Trimen's acraea
- Conservation status: Least Concern (IUCN 3.1)

Scientific classification
- Kingdom: Animalia
- Phylum: Arthropoda
- Class: Insecta
- Order: Lepidoptera
- Family: Nymphalidae
- Genus: Acraea
- Species: A. trimeni
- Binomial name: Acraea trimeni Aurivillius, 1899
- Synonyms: Acraea zetes trimeni; Acraea barberi ab. or var. trimeni Aurivillius, 1899; Acraea (Acraea) trimeni; Acraea zetes barberi f. eros Le Doux, 1923; Acraea zetes trimeni f. nigromacula Le Doux, 1931;

= Acraea trimeni =

- Authority: Aurivillius, 1899
- Conservation status: LC
- Synonyms: Acraea zetes trimeni, Acraea barberi ab. or var. trimeni Aurivillius, 1899, Acraea (Acraea) trimeni, Acraea zetes barberi f. eros Le Doux, 1923, Acraea zetes trimeni f. nigromacula Le Doux, 1931

Species of butterfly

Acraea trimeni or Trimen's acraea is a butterfly of the family Nymphalidae. It is found in only in the arid savannah in the northern Northern Cape and the western part of the Free State.

The wingspan is 43–49 mm for males and 45–55 mm for females. Adults are usually on wing from October to March with a peak in late October. There might be two or continuous generations per year.

==Taxonomy==
The status of this species is uncertain.
Acraea trimeni was described as a form or aberration of Acraea barberi. Aurivillius (1898) is uncertain as to whether trimeni is an aberration or variety of barberi Trimen. Eltringham (1912) retains the rank of aberration of barberi Trimen. Van Son (1963) considers trimeni as a subspecies of zetes. In his phylogenetic analysis of 1992–1993, Henning considers the Aurivillius description as a good species, but trimeni may be a synonym of barberi.

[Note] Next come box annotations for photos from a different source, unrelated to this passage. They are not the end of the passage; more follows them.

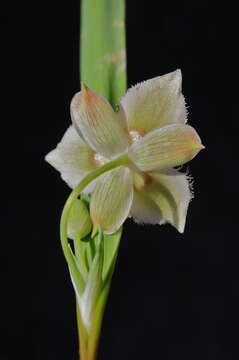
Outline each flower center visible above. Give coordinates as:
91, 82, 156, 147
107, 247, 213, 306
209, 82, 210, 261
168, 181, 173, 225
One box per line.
133, 171, 150, 191
129, 129, 144, 142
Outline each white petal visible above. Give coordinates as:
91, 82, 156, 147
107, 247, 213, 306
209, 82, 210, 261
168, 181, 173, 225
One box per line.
90, 166, 133, 234
148, 173, 192, 233
71, 85, 129, 157
121, 70, 187, 135
45, 126, 96, 188
129, 124, 204, 171
130, 190, 161, 224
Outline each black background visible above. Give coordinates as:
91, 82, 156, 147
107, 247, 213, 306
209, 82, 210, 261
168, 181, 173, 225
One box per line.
0, 0, 239, 360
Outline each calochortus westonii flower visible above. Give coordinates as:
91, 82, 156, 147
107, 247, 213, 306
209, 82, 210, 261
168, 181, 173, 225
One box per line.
46, 70, 203, 233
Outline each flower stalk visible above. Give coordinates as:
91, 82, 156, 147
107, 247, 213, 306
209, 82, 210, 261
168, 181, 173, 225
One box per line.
46, 0, 204, 360
60, 154, 130, 360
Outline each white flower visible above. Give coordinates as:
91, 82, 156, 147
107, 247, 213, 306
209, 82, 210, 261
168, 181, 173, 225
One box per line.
46, 70, 203, 233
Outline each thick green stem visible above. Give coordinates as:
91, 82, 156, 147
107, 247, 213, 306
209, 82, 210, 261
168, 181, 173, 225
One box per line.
80, 0, 127, 106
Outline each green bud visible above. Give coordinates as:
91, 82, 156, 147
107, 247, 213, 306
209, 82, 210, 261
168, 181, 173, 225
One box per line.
67, 199, 92, 240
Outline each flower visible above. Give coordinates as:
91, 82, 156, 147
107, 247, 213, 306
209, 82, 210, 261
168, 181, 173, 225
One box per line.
46, 70, 204, 233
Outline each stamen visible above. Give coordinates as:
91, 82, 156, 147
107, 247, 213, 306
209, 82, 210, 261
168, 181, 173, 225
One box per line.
93, 153, 110, 166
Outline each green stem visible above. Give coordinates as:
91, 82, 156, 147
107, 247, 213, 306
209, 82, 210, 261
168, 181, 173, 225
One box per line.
80, 0, 127, 106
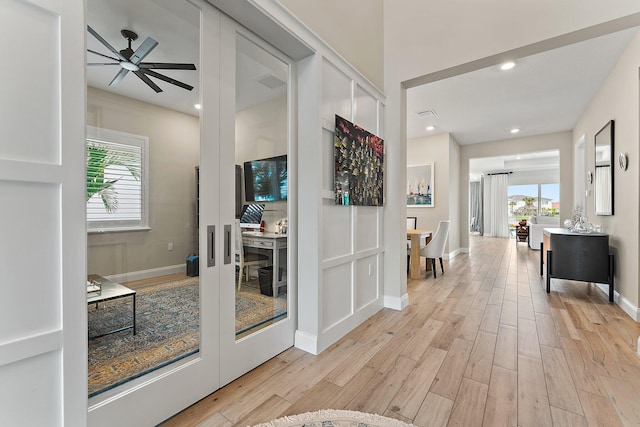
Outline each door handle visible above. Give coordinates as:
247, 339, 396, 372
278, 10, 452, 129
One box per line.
224, 224, 231, 264
207, 225, 216, 267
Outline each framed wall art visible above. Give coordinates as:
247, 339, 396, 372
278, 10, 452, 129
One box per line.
407, 163, 434, 208
333, 115, 384, 206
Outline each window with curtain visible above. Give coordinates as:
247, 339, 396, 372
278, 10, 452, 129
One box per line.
508, 183, 560, 222
86, 128, 148, 232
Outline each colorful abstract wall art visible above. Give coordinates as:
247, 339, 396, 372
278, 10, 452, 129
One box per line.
333, 115, 384, 206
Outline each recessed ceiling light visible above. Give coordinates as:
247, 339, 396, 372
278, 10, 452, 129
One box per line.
500, 61, 516, 71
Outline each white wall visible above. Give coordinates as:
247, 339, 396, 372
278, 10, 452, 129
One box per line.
447, 135, 468, 252
383, 0, 640, 304
281, 0, 384, 88
296, 51, 385, 354
407, 133, 460, 256
573, 30, 640, 321
87, 87, 200, 281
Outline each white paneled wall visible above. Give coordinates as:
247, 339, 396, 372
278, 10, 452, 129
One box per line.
296, 53, 384, 353
0, 0, 87, 426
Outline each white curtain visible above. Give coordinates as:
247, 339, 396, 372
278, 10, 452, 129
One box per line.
595, 166, 611, 213
469, 182, 483, 232
484, 174, 509, 241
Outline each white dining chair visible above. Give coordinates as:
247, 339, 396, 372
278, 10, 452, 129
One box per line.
420, 221, 451, 278
407, 216, 418, 274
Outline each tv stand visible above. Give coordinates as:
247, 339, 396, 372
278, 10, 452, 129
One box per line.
540, 228, 614, 302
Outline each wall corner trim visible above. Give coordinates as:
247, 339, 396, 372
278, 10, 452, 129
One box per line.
384, 294, 409, 311
293, 330, 319, 355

Eltringham's text reads "In the example named ab. trimeni by Aurivillius the apical yellow is more pronounced, and the forewing hind marginal black is almost absent. Aurivillius includes under this an example from Rehoboth (German W. Africa) which is now in the Staudinger collection. If this is really barberi then the hypoleuca of Trimen must also be a form of zetes which indeed is highly probable. Extremely different in appearance though it is. I have in fact only kept hypoleuca separate from zetes because it is so far a unique example and bears no locality. The example labelled barberi in the Staudinger collection differs very little from it. (See remarks under A. hypoleuca)".
==Taxonomy==
It is a member of the Acraea zetes species group - but see also Pierre & Bernaud, 2014

==Etymology==
The specific name honours Roland Trimen.